In the last century there also appeared a subtle form of the denial of the Holy Spirit in a theory of ecclesiology called ‘eucharistic ecclesiology’. In origin this is a sociological reflection of the highly abnormal, uprooted conditions in which Paris Russian émigrés lived in the mid-20th century. It involves deliberate and political disincarnation and separation from their Church and State of origin through the domination of highly politicized and sectarian personalities (who, ironically, claimed to be ‘apolitical’!), without a normal episcopal presence and so without episcopal ecclesiology, without normal monastic life and so without monastic and ascetic ecclesiology. This quite cultish, personalist theory, or rather philosophy, of disincarnate spirituality was elaborated among others by the late Fr Nikolai Afanasiev. At best, such a philosophy was one-sided, but at worst, in the hands of the Protestantizing, like the late Fr Alexander Schmemann, or the politicized in Constantinople, it very rapidly became a form of Protestant congregationalism.

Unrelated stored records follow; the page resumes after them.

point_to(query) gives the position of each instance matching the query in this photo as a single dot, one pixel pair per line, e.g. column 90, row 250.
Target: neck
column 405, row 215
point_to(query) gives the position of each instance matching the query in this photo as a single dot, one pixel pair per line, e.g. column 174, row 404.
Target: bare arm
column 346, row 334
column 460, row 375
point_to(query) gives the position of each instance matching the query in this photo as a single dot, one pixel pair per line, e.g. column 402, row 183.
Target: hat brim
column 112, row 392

For the latter, extraordinarily, the centre of Church life was not repentance, which is what St John the Baptist and the whole Church Tradition calls us to, but the eucharist. However, the eucharist is not a cause, but a result, in fact a result of repentance; to invert the two in such a way is to put the cart before the horse, for there is no eucharist without first repentance (without preparation, including confession). In other words, this eucharistic ecclesiology had no ascetic sense, it was triumphalist and ‘charismatic’ – in the negative sense of self-exaltation. This Protestant/congregationalist cast of mind of the ‘we are already saved’ variety is why this philosophy was influential at the protestantizing Second Vatican Council. It is also reflected in the protestantizing, French-language liturgical books put out by a politicized lay fraternity in Paris. It is notable that the ever-memorable Fr John Romanidis rejected such a 20th century philosophy, after being influenced by it in his youth, and that most of those who still talk about it are now very elderly.

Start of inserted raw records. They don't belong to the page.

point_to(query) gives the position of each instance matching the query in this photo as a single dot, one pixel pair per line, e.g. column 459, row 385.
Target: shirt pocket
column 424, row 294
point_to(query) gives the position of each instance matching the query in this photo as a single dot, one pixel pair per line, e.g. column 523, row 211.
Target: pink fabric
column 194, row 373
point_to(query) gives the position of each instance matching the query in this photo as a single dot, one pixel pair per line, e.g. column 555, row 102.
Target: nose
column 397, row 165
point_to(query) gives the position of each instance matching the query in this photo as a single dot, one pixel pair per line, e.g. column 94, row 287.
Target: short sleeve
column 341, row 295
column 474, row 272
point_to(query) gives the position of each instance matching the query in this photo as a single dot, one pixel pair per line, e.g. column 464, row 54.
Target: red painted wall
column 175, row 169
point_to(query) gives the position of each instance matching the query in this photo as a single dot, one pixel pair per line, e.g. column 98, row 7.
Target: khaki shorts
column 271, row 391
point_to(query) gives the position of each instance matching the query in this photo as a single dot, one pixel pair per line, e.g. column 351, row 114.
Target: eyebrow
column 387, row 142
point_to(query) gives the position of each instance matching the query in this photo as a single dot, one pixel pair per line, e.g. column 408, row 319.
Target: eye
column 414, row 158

This also explains why spirituality-less modernism (like its ancestor Protestantism) rapidly descends either into boring and futile secularism and/or boring and futile moralism. The fact that moralism, which has so poisoned generations of Western people and often reduced them to amoralism and immoralism by reaction, is due to a lack of spirituality, explains why many modernists, deeply secular, are also moralists. However, although moralism can be modernistic, this does not mean that it is always left-wing; moralism can very easily descend into deep conservativism (the right-wing). And conservatism of the right is no more traditional than modernism of the left. Standing above both isms, the Tradition of the Church is instead radical, for its stands above all worldliness, whether it is left-wing and liberal or right-wing and conservative. And this we can see very clearly in the lives of such saints as St John of Shanghai, who, as a saint was obviously not a modernist, but was not at all a conservative either. This was because he was radical, that is, he belonged to the Tradition.

Conclusion

It has long been my hope, for I believe that it is long overdue, that one day we shall see a multinational Russian Orthodox Brotherhood in Europe (R.O.B.E.). If it has not been for the enslavement of Orthodoxy in the Soviet Union, it would surely have come about two generations ago. Such a Brotherhood would be under Russian Orthodox episcopal supervision, uniting all Russian Orthodox of both parts of the Russian Church, of all nationalities, in other words, uniting all of us who follow the One Tradition, together with Serbs, Georgians and lovers of the Tradition from other Local Churches. Being united, we would be witnesses to the integral Faith, able to counter ethnicism (convert or other), the anti-episcopal, anti-monastic and anti-ascetic prejudices of the older generation and the schismatic Uniatizing and protestantizing modernism prevalent in certain jurisdictions. This would mean the assertion of the Incarnation and the Ascetic, the assertion of Christ and the Holy Spirit, without which a Local Church in Western Europe can never be founded.